Pasien sering mengalami mata kering dan rasa sepat, yang mungkin disebabkan oleh sindrom mata kering dan konjungtivitis.
Penyakit mata kering terjadi pada orang paruh baya dan lanjut usia, biasanya disebabkan oleh penurunan sekresi air mata, tidak dapat membentuk lapisan air mata yang stabil dan lengkap pada permukaan kornea. Pasien mata kering mungkin merasakan mata kering, sensasi benda asing dan gejala tidak nyaman lainnya, pasien dapat mengikuti petunjuk dokter untuk menggunakan pengobatan tetes mata air mata buatan, seperti tetes mata polietilen glikol, tetes mata polivinil alkohol, dan lain-lain, untuk meredakan ketidaknyamanan pada mata.

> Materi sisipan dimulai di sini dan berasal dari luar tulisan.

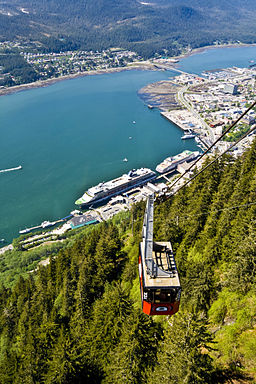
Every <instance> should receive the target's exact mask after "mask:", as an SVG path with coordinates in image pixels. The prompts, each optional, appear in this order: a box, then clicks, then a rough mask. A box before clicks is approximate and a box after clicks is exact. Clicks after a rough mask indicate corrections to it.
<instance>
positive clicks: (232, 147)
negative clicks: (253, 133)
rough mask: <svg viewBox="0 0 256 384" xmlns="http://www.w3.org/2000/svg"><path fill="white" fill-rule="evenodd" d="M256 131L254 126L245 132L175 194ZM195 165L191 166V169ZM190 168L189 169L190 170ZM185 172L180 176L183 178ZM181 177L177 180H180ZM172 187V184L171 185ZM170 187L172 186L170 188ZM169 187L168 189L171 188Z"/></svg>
mask: <svg viewBox="0 0 256 384" xmlns="http://www.w3.org/2000/svg"><path fill="white" fill-rule="evenodd" d="M255 130H256V126H254V127H253V128H251V129H250V130H249V131H248V132H246V133H245V134H244V135H243V136H242V137H240V138H239V139H238V140H237V141H236V142H234V143H233V144H232V145H231V146H230V147H228V148H227V149H226V150H225V151H224V152H222V153H221V154H220V155H219V156H217V157H215V158H214V159H213V160H212V161H211V162H210V163H209V164H207V165H206V166H205V167H204V168H202V169H201V170H200V171H199V172H198V173H197V174H196V175H194V176H192V177H191V178H190V179H189V180H187V182H186V183H185V184H182V185H181V186H180V188H178V189H177V190H176V191H175V193H177V192H178V191H179V190H181V189H182V188H184V187H185V186H186V185H188V184H189V183H190V182H191V181H192V180H194V179H195V178H196V177H197V176H199V175H200V174H201V173H202V172H204V171H205V170H206V169H207V168H209V167H210V166H211V165H213V164H214V163H215V162H216V161H217V160H219V159H220V158H221V157H222V156H223V155H225V153H227V152H229V151H230V150H231V149H232V148H233V147H235V146H236V145H237V144H238V143H239V142H240V141H242V140H243V139H244V138H245V137H246V136H248V135H249V134H250V133H252V132H253V131H255ZM194 165H195V163H194V164H192V167H193V166H194ZM192 167H190V169H191V168H192ZM185 174H186V172H185V173H184V174H183V175H182V176H181V177H183V176H185ZM181 177H180V178H179V179H178V180H180V179H181ZM173 185H174V184H173ZM171 187H172V186H171ZM171 187H170V188H171Z"/></svg>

Konjungtivitis dan lingkungan eksternal asap dan rangsangan merugikan lainnya atau infeksi mikroba, dll., Dalam rangsangan peradangan, pasien dapat muncul mata kering, fotofobia, robek dan gejala lainnya, biasanya disertai dengan kemacetan konjungtiva, peningkatan sekresi dan ketidaknyamanan lainnya, pasien dapat mematuhi instruksi dokter untuk menggunakan tetes mata antibiotik, tetes mata levofloksasin, dll..
Dianjurkan agar pasien dengan mata kering yang jelas harus berkonsultasi dengan rumah sakit tepat waktu untuk menilai kondisi mereka dan memilih perawatan yang tepat di bawah bimbingan dokter.